Yesterday ended up being ridiculous. Some where in the neighborhood of 1500 cals. I just finally gave up and started eating chocolate. I had a lot of protein which was so good for me-- I feel better-- but I ate a lot of shit too.
I went to freaking chili's and had chips, salad and soup. Ate some chips and soup, prolly a good 300 cals? Didnt eat all the salad.

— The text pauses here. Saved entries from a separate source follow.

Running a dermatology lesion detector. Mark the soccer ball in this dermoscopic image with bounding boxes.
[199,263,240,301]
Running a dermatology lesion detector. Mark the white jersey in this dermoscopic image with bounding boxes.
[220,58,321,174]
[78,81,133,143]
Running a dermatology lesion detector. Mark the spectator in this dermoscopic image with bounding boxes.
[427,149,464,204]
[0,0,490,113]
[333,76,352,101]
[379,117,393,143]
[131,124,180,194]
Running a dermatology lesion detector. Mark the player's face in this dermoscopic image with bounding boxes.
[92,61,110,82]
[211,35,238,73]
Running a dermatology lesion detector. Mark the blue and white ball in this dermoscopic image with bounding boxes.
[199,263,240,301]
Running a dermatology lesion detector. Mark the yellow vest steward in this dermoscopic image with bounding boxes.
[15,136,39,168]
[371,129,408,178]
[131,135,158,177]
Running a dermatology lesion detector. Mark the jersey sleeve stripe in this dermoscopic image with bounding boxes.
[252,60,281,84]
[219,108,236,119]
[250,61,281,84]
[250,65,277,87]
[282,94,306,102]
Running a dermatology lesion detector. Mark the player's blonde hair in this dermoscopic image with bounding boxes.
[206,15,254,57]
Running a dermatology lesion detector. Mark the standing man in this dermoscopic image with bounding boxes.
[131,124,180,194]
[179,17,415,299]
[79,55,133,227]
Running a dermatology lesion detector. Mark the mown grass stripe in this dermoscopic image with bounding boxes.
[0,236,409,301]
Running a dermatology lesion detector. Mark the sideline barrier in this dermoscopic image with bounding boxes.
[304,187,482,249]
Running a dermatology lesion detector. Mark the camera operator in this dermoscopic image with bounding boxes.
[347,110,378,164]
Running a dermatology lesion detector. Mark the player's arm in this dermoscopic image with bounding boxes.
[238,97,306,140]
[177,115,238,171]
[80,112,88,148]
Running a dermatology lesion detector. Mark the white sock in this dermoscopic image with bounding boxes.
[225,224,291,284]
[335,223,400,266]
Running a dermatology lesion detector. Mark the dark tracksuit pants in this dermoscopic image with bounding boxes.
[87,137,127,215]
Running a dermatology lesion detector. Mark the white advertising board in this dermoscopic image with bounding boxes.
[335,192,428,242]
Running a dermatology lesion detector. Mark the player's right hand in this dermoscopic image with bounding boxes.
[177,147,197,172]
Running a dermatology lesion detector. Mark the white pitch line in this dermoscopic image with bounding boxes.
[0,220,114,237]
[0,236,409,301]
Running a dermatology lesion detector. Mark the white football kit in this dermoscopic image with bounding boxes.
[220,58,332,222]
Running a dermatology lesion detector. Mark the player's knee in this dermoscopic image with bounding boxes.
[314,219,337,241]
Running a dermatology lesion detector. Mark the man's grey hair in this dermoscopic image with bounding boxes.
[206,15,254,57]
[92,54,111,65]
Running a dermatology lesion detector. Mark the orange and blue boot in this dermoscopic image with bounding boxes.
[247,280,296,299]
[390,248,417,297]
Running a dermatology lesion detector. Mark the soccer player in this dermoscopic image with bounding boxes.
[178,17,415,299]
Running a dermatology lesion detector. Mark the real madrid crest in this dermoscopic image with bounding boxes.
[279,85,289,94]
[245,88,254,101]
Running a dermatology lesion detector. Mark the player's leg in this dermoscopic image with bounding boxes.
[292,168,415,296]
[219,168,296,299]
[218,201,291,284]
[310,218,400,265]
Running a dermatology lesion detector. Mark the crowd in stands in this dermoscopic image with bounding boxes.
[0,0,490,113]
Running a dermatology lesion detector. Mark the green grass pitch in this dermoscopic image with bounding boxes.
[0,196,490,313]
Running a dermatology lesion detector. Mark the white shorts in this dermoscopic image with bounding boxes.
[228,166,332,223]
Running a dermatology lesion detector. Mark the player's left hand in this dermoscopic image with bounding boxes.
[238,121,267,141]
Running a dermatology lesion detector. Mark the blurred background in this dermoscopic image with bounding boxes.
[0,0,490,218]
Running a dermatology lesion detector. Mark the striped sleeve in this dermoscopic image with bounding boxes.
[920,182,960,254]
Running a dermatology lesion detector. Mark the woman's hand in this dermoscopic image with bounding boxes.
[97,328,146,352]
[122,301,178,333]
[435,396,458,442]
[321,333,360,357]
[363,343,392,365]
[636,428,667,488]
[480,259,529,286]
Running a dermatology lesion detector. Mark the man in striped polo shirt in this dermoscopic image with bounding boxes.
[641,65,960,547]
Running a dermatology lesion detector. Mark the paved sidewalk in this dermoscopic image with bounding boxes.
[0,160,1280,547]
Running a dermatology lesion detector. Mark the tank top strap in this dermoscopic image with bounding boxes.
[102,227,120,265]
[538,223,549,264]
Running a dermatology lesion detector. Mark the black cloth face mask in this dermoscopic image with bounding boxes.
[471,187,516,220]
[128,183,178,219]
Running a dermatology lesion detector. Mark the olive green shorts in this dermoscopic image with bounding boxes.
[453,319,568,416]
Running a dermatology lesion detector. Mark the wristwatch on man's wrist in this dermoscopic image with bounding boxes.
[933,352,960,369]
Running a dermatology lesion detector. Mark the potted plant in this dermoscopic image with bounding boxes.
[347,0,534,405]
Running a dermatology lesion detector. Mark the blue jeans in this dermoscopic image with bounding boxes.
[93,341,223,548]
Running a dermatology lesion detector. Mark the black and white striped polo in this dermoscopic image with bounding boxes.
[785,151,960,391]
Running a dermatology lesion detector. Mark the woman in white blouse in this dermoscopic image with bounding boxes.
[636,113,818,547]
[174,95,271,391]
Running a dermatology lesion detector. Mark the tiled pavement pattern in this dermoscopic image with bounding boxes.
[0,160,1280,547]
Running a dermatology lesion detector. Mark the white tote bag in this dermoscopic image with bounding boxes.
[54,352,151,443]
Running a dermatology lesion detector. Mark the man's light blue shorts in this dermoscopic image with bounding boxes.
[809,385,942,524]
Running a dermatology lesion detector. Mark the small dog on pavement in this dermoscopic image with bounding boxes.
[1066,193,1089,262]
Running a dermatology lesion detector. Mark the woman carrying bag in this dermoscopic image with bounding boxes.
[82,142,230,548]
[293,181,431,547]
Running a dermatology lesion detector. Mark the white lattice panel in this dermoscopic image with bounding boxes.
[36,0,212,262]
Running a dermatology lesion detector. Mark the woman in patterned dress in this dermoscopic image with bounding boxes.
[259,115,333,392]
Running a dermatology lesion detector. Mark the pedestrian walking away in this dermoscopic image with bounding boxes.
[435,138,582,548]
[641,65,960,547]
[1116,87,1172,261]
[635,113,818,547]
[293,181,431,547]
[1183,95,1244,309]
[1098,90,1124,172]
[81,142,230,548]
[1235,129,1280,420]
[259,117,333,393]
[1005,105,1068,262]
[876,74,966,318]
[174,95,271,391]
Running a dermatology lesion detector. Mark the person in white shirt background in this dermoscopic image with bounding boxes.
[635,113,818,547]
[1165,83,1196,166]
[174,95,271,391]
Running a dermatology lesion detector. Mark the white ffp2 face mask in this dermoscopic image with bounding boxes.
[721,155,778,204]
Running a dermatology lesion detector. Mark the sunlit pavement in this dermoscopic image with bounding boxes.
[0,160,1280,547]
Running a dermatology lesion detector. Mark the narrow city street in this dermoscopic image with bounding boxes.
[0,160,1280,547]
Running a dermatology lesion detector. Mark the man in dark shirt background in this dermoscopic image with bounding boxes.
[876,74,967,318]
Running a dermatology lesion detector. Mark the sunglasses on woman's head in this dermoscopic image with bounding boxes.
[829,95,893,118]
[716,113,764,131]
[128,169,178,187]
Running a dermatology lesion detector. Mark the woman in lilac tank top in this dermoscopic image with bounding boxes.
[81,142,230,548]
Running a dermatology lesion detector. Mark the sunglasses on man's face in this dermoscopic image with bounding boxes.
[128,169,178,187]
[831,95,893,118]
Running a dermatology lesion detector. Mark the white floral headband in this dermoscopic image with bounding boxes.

If I can be hardcore the rest of the day, maybe I can get my life back. I am not going to weigh because its pointless. Someone said that fast-restrict-fast-restrict is the best diet... I dunno. My body just keeps shutting down on me. Welp, if I can lose a couple pounds every few days, I guess I will have to be okay with that. I probably need to eat normally one day a week to keep my metabolism up... I dunno. I don't care how I do it, I just want to lose. I'm a fat ass.
Its not that I'm not strong enough to do this. I just have to be strong enough to do this and everything else, too. Seriously, nothing else matters but being thinner. Well, being thinner and still succeeding at other things... Its so hard. I had a crappy eating day today. But tomorrow WILL be better. 500 cals. That's my limit. Period.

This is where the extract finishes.